Take electric cars - sure they push out less emissions from the exhaust, but what of the great big power station 100 miles away burning fossil fuels or the cost of getting rid of the batteries - reportedly more than making them in the first place. One guy I heard of recently was asked what he was going to do if he owned a flat and there was no plug in point for he new shiny electric car - move house was his answer. I don’t hear of anyone talking about the downstream effects or think through the full consequences and price of their actions.
Similarly in the wine industry. If we quickly dismantle the process by which a bottle of wine arrives in this country - a vineyard is planted, tendered and produces grapes (usually after 2nd or 3rd year harvest) - tractors, post drivers, materials, pickers to name but a few of the items involved. Grapes move to the winery then crushed, kept under blankets of CO2 (for freshness - err aren’t we trying to reduce this?), racked or fined a few times and for white wines sent to bottling - all requiring power - where-ever it is conducted in the world, but here is the rub. As a NZ winery you put it into glass bottles, which you put into cardboard containers, then a large shipping one, shipped to the port and then 12,000 miles across the world.
But isn’t it the first law of logistics that you ship the goods to the closest place in the market to package, thereby saving large transportation costs?
Many a senior NZ wine figure has been quoted saying how bottling in NZ is the real goal of the industry - for ‘preservation of quality’.
Despite large claims about clean, green, sustainable product throughout the industry, they would rather bottle in NZ out of some vague idea that quality is some sort of pinnacled pyramid to be scaled by the poor unfortunate consumer.
Bizarre if you ask me - how can it make financial sense to ship tons of glass around the world. Why not ship it in bulk and bottle over here is a much more environmentally friendly lower CO2 emissions way of bottling wine. And with technology the way it is, there is no issue with quality - we know we bottle Italian wines in France!

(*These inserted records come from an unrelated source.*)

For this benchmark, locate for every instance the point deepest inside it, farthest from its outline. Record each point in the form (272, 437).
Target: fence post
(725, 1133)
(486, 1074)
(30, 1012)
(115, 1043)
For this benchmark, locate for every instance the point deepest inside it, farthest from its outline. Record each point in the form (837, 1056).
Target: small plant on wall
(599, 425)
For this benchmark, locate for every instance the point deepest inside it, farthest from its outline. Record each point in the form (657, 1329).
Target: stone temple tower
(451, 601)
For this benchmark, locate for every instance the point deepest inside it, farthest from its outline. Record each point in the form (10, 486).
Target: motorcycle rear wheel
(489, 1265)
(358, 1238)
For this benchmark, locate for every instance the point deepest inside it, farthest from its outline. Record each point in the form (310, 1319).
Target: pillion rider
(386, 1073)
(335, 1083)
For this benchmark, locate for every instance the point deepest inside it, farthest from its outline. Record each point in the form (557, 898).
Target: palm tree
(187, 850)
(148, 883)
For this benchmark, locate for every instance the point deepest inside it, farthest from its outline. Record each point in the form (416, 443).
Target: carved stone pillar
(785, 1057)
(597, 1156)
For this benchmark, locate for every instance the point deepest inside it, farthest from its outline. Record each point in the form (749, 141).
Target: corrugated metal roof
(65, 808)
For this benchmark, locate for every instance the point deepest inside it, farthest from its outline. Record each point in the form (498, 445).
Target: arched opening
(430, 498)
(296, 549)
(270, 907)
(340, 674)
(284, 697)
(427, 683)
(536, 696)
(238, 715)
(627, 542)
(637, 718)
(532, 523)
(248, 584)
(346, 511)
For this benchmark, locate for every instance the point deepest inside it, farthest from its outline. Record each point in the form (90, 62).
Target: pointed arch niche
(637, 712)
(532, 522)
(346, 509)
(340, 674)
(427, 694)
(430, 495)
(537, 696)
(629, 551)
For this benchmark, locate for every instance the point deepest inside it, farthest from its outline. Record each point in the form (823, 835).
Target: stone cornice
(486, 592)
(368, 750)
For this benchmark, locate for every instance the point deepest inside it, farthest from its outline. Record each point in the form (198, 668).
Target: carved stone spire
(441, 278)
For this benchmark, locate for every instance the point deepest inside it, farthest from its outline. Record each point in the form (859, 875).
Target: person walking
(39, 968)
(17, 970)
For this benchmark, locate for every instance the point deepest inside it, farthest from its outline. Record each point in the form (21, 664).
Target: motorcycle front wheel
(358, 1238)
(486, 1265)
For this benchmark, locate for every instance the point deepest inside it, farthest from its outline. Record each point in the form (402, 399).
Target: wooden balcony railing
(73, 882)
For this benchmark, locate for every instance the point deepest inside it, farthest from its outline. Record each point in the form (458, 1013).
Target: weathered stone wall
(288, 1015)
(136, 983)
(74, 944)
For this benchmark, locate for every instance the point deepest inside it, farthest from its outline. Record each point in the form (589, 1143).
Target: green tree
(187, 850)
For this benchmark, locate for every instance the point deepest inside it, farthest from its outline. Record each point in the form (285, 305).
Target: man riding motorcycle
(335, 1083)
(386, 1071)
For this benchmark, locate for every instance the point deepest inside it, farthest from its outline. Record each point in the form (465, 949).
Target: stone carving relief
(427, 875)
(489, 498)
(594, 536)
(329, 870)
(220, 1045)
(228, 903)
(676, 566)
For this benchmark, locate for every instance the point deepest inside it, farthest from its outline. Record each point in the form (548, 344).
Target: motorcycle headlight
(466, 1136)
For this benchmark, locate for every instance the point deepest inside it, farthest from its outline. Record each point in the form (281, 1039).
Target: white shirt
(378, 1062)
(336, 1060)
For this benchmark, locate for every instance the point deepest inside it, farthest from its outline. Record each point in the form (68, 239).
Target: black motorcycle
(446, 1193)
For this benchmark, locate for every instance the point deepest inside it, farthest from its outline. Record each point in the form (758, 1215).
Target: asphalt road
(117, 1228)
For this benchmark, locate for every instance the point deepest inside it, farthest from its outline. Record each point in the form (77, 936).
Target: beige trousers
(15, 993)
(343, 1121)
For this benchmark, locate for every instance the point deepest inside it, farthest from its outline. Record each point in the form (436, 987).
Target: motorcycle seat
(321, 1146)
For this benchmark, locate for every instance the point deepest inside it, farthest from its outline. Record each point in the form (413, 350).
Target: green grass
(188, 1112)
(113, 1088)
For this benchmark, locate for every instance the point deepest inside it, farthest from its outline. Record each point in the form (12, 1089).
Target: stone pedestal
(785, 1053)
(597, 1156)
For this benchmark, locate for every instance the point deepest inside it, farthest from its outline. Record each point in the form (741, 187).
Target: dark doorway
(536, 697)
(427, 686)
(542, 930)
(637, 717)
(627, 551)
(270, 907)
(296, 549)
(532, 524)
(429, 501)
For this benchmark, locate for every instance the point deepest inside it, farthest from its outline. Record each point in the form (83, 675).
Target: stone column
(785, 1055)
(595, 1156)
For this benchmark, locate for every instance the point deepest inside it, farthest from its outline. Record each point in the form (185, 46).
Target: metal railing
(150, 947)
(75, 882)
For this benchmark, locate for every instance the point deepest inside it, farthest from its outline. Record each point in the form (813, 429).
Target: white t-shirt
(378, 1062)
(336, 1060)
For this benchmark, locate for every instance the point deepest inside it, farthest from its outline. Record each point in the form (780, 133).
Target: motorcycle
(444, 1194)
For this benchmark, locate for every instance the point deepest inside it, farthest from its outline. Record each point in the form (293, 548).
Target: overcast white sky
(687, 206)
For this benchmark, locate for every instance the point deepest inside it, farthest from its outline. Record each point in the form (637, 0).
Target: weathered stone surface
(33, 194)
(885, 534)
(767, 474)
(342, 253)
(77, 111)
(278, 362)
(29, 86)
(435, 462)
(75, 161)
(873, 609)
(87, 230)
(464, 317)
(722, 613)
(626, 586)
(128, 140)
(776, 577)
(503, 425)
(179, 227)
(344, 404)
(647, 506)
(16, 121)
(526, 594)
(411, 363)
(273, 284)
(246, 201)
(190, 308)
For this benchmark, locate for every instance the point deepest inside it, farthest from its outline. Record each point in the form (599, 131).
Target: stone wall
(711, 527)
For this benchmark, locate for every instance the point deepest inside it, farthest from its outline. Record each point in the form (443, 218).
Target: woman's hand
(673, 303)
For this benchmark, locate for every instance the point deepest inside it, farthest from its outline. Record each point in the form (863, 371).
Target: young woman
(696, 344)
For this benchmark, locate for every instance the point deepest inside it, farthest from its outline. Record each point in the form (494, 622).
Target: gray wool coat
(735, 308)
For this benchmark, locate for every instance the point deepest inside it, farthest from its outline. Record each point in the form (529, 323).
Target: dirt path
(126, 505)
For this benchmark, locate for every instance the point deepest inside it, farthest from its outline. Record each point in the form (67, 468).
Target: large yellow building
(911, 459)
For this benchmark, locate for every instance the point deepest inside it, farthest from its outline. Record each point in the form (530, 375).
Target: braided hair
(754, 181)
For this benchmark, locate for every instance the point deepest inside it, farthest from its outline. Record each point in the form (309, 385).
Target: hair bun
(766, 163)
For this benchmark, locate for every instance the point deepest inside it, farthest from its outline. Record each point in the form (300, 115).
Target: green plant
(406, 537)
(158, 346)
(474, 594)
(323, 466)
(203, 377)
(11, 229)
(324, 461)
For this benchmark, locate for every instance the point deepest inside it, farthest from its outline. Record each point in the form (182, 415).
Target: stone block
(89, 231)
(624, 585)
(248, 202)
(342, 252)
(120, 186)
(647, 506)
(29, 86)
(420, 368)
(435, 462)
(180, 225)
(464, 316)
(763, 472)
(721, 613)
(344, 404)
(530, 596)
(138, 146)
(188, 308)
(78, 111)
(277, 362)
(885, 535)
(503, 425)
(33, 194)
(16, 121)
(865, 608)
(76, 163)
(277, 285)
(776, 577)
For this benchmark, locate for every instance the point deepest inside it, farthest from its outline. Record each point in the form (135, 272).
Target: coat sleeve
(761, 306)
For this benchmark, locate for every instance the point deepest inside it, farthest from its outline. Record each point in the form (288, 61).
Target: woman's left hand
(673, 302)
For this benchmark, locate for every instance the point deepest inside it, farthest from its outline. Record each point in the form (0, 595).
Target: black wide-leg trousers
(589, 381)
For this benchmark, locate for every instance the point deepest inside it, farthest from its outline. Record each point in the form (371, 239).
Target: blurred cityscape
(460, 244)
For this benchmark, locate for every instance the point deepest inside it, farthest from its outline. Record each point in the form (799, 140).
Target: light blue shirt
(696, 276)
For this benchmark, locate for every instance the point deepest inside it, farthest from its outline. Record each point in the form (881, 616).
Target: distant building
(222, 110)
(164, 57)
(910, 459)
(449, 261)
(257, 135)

So back to the guys putting CO2 per glass on the bottle - great but surely they are just defeating their own goals to sell wine - how is their product ever going to compare to a product shipped in bulk from NZ and bottled in the UK? It never is. If we are going green let’s go green and really think about it - reality is that we are a consumer society are we really going to accept that or not!
Kiwi winos ruin ozone layer!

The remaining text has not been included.